In this study, the team conducted a retrospective analysis of patients with surgically removed melanoma brain metastases who underwent treatment with either radiation, immunotherapy or a combination of both between 2010 and 2018. Of 79 specimens, only 17 samples were eligible for this study.
“Among the latter, we specifically investigated the gene expression between patients who received radiation therapy first then immune checkpoint inhibitors in comparison to the reverse,” says Daniel Pomeranz Krummel, research associate professor of neurology at UC and lead author of the paper. “We used a melanoma brain metastases animal model for validation experiments, as well.”
Pomeranz Krummel says results showed that the combination of radiation therapy and immune checkpoint inhibitors correlated to better patient survival when compared to radiation therapy alone.
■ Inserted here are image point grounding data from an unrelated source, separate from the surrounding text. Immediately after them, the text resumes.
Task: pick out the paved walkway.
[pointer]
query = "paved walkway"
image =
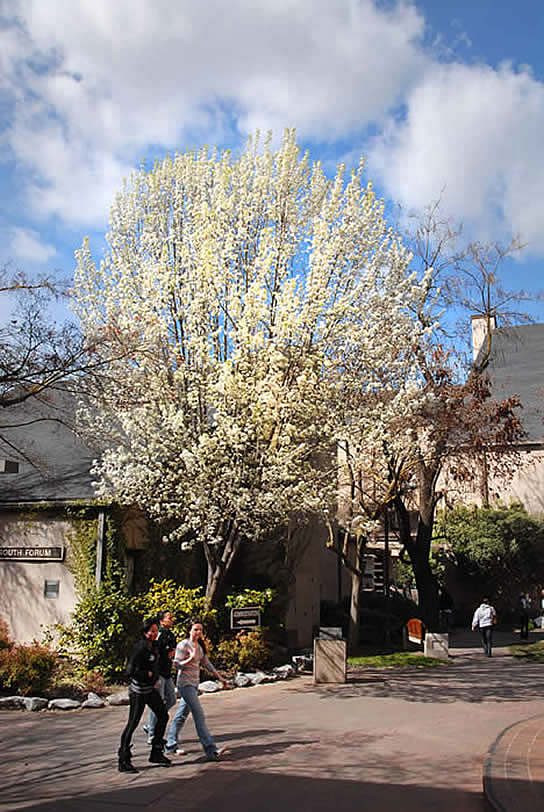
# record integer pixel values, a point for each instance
(410, 740)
“Specifically, we found that radiation followed by immunotherapy was superior compared to immunotherapy followed by radiation therapy,” he says, adding that his observation in patients was also observed in the melanoma animal model. “More genetic analysis of the tissue revealed that radiation therapy followed by immunotherapy showed that genes causing cell death signaling, usually fighting the cancer, were restricted and key indicators of inflammation were present.”
“Our study provides initial insights into the optimal sequence of treatment following surgical removal of melanoma brain metastases,” adds Sengupta, noting that this was a small sample of patients and that follow up studies are needed. “Clinical trials examining the best sequence of these treatments are necessary.”